The second thing the government should do is move the capital out of Bangkok - immediately, right now, decamp. Set up shop instead in a temporary administrative center some place further north of Bangkok; maybe Chiang Mai or Nakhon Savan.

In 2005 the generals who rule neighboring Myanmar surprised and puzzled the world by moving their administrative capital out of Yangon to the interior, creating a new capital city called Napyitaw. The junta did not deign to explain the reasons for the move. It was assumed that they felt safer from the threat of popular demonstrations in their new fortress capital than in Yangon. Maybe they were on to something.

Moving Thailand's capital into the heartland of the opposition might be seen as a sign of confidence and, if nothing else, it would outflank any move by the opposition should it try to set up an alternative capital in the north as a prelude to outright civil war.

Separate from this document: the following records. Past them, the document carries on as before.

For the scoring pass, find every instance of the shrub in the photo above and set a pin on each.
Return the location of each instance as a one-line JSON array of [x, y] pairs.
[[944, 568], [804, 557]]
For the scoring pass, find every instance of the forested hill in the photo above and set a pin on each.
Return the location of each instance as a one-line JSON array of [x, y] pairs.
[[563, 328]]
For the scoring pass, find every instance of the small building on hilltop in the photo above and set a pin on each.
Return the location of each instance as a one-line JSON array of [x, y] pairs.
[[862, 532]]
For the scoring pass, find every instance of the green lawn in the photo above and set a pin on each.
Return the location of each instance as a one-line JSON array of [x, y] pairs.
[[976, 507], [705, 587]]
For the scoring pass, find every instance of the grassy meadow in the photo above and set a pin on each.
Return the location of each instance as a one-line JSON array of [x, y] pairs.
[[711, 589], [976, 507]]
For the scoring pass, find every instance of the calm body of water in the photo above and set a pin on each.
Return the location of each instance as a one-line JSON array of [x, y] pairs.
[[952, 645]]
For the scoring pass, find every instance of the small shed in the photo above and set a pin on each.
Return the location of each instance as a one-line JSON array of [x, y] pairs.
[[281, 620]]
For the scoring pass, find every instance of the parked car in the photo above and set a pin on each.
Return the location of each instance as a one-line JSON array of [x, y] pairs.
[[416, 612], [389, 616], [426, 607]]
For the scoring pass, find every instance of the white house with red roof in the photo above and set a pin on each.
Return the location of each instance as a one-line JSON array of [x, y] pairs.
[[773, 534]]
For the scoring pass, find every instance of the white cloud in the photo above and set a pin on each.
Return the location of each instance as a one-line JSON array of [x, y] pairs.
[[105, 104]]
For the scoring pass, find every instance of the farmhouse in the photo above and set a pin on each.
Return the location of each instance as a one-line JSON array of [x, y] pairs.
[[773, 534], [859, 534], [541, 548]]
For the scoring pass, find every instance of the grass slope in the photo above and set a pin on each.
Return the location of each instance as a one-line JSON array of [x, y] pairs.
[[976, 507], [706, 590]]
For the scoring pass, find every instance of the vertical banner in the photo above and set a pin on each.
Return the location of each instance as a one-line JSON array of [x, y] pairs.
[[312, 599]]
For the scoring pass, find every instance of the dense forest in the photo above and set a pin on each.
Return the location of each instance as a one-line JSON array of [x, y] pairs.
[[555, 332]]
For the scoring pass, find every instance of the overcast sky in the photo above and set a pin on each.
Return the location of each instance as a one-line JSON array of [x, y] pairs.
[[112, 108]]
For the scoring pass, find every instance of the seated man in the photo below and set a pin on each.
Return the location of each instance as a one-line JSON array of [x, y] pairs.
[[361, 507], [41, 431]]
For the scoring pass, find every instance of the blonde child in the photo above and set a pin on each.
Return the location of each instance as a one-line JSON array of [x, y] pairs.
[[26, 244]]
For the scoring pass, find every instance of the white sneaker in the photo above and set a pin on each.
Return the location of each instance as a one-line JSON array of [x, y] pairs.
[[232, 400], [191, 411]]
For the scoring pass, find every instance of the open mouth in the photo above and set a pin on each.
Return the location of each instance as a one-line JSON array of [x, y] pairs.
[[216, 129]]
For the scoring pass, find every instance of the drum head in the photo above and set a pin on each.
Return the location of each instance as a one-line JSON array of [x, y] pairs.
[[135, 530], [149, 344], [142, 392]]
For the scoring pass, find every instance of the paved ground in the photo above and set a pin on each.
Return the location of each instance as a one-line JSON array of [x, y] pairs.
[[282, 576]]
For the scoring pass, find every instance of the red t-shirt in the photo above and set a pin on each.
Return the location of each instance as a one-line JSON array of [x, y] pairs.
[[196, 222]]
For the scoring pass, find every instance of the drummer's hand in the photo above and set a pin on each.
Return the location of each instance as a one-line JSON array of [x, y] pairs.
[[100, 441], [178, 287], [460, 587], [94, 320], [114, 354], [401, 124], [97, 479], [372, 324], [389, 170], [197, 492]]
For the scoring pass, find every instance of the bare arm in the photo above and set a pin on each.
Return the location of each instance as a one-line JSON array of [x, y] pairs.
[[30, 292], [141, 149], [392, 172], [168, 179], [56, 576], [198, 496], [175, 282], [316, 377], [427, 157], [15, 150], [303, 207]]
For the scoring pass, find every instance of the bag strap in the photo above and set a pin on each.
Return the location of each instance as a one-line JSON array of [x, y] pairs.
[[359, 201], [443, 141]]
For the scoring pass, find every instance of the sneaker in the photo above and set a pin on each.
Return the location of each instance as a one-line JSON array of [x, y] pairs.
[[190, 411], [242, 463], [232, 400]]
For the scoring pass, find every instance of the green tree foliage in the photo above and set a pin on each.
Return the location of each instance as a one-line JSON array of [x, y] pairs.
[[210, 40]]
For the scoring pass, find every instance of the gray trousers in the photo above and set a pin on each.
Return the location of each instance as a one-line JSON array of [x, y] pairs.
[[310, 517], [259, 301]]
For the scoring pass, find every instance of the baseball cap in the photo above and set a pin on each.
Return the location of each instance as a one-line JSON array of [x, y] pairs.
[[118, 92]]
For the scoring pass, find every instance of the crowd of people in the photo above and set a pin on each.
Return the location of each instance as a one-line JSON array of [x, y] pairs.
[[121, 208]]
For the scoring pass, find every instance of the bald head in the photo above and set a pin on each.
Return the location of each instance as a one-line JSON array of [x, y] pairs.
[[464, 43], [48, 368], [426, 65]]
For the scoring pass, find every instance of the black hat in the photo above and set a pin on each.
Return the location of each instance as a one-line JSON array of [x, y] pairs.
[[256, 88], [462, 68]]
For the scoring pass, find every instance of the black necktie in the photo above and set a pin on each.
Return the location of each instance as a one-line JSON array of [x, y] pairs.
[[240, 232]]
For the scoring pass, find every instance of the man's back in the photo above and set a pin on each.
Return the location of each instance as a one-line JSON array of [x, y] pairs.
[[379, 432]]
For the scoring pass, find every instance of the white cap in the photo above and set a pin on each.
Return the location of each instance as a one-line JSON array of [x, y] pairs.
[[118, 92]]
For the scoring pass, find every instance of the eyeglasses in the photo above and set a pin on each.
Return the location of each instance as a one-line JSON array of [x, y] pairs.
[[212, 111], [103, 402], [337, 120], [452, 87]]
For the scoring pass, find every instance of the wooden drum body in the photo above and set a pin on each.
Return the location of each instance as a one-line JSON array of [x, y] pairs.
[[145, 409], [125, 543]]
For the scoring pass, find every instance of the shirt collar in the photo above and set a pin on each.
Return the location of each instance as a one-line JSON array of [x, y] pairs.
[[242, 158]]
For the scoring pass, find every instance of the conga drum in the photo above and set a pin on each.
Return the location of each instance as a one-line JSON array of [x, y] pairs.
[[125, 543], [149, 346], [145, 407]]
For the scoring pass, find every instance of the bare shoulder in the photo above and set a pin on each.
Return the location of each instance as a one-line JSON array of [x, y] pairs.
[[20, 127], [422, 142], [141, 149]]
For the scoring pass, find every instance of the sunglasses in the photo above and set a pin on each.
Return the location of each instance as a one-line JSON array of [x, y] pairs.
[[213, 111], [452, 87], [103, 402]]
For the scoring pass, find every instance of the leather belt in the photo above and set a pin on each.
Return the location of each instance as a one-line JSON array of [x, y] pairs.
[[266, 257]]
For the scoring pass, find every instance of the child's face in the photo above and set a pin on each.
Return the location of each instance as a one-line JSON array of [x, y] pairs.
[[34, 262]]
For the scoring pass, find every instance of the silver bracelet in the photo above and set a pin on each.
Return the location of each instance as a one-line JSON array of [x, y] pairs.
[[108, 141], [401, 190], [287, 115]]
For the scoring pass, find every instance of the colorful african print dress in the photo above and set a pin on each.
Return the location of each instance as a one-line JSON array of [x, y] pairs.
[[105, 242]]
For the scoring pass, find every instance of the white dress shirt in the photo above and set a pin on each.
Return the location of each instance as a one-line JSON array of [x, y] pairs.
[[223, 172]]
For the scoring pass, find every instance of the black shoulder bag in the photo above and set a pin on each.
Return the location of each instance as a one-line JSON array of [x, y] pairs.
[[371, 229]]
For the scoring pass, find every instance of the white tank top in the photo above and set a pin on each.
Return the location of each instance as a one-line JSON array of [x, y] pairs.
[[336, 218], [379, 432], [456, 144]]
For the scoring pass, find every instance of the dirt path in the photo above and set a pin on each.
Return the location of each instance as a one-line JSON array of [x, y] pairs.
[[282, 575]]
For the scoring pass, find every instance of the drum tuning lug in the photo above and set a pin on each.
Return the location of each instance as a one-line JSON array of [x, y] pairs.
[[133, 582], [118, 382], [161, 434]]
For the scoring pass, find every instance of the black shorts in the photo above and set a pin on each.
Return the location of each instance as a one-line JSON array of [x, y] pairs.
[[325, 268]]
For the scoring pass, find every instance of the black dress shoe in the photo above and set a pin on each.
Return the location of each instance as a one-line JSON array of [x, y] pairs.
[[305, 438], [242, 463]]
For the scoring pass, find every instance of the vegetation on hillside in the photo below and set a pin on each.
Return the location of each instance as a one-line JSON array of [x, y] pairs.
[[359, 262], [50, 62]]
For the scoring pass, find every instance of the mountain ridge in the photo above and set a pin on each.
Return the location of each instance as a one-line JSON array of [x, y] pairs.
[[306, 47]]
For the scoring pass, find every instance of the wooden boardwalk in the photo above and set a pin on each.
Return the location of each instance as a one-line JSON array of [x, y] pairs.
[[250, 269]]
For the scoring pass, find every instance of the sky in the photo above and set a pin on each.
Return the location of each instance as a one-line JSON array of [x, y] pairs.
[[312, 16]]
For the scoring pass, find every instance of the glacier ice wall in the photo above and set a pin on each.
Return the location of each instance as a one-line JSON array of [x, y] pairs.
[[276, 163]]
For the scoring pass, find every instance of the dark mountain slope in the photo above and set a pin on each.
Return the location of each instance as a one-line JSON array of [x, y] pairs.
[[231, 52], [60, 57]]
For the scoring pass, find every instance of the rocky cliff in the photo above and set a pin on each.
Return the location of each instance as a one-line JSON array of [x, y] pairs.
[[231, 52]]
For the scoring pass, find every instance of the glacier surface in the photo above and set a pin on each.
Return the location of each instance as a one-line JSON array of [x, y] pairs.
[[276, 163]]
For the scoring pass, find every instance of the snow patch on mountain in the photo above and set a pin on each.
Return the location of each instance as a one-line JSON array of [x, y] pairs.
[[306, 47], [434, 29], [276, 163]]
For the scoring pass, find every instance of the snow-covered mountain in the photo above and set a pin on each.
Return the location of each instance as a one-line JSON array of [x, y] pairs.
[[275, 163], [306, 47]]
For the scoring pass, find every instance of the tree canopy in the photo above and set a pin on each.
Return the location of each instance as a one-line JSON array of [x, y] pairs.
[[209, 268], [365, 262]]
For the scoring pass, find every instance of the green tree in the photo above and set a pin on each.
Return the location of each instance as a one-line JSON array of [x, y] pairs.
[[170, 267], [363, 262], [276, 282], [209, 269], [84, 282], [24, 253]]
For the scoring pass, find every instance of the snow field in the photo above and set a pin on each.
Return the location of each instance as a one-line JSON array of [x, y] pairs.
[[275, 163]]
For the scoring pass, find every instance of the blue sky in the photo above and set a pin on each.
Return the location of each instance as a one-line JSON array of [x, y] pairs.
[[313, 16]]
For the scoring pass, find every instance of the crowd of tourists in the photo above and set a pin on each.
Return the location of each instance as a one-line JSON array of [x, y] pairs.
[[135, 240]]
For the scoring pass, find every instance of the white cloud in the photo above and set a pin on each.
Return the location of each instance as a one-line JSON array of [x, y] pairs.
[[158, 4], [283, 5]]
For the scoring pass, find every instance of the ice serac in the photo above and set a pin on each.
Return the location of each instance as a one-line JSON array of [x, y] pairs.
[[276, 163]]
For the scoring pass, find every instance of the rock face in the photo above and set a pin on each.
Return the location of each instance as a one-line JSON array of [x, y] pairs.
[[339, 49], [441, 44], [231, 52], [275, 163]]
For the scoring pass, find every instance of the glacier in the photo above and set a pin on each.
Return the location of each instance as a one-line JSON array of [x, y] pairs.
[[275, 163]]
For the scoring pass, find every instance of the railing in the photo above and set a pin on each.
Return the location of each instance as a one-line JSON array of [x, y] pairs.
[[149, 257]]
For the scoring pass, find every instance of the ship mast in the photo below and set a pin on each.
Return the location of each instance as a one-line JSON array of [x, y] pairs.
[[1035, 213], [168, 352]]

It is fair to say that millions of ordinary Thai people loathe Bangkok. You could see that in the way they torched buildings in the wake of the army assault. Probably there are many who would dearly love to see the city totally burned to the ground, like ancient Ayutthaya. For many, Bangkok is the Great Satan, the symbol of everything they think is oppressive about their country.

Thailand has had several capitals since a distinct Siamese identity emerged about 1,200 years ago. Bangkok has been the seat of government for only a little more than 200 of those years after the Burmese captured and razed the former capital at Ayutthaya.

There was a time, back in the 1970s, when the government considered moving some of the government ministries around the country, including locating some in Hua Hin. In parts of the small resort city one can still see spaces that were demarked for future government buildings and are only now being replaced by housing developments.

The government might move the capital back to the heartland of old Siam, around the ancient cities of Sukhotai or Phitsanulok. Or, it could take a leaf from some other countries, such as Brazil, that have built a brand new capital away from the coast to the interior to spur development of impoverished regions. That might mean building an entirely new capital in the northeast, a region known as the Isan.

One can imagine that the infrastructure expenditures that would come with the building of an entirely new administrative center somewhere in the heart of the Isan might stimulate the local economy and go a long way to ameliorating the grievances that the local population holds against Bangkok and the people who live there.

Bangkok could remain, as it is today, the commercial capital of the country, a magnet for tourism and possibly also the royal capital for ceremonies and processions.

At the moment, the two forces in Thailand seem to have fought each other to a standstill. Moving the capital, or even threatening to move the capital, might be a game-changer. In any case, the government would have a lot better reason to do it than the generals did in Burma.